GPU kernel performance optimization traditionally relies on labor-intensive manual tuning; existing compilers and LLM-based approaches primarily target high-level framework-to-CUDA translation, lacking capability to directly optimize deployed CUDA code. Method: We propose the first LLM-based multi-agent collaborative framework that takes real-world CUDA kernels as input and autonomously performs iterative generation, compilation, performance profiling, loop transformations, memory access optimization, and injection of CUDA intrinsics and fast math functions—without human intervention or model fine-tuning, operating effectively under zero-shot prompting. Contribution/Results: The framework guarantees functional correctness and delivers measurable speedups. Evaluated on critical kernels in the SGLang inference framework, it achieves an average 1.32× speedup. This significantly reduces human effort and engineering barriers for GPU kernel optimization in LLM serving systems.

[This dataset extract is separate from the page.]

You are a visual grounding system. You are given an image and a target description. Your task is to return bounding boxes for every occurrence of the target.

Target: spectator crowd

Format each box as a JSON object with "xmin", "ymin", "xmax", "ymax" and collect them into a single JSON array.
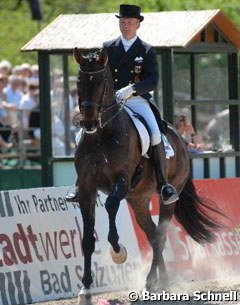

GPU kernel optimization has long been a central challenge at the intersection of high-performance computing and machine learning. Efficient kernels are crucial for accelerating large language model (LLM) training and serving, yet attaining high performance typically requires extensive manual tuning. Compiler-based systems reduce some of this burden, but still demand substantial manual design and engineering effort. Recently, researchers have explored using LLMs for GPU kernel generation, though prior work has largely focused on translating high-level PyTorch modules into CUDA code. In this work, we introduce Astra, the first LLM-based multi-agent system for GPU kernel optimization. Unlike previous approaches, Astra starts from existing CUDA implementations extracted from SGLang, a widely deployed framework for serving LLMs, rather than treating PyTorch modules as the specification. Within Astra, specialized LLM agents collaborate through iterative code generation, testing, profiling, and planning to produce kernels that are both correct and high-performance. On kernels from SGLang, Astra achieves an average speedup of 1.32x using zero-shot prompting with OpenAI o4-mini. A detailed case study further demonstrates that LLMs can autonomously apply loop transformations, optimize memory access patterns, exploit CUDA intrinsics, and leverage fast math operations to yield substantial performance gains. Our work highlights multi-agent LLM systems as a promising new paradigm for GPU kernel optimization.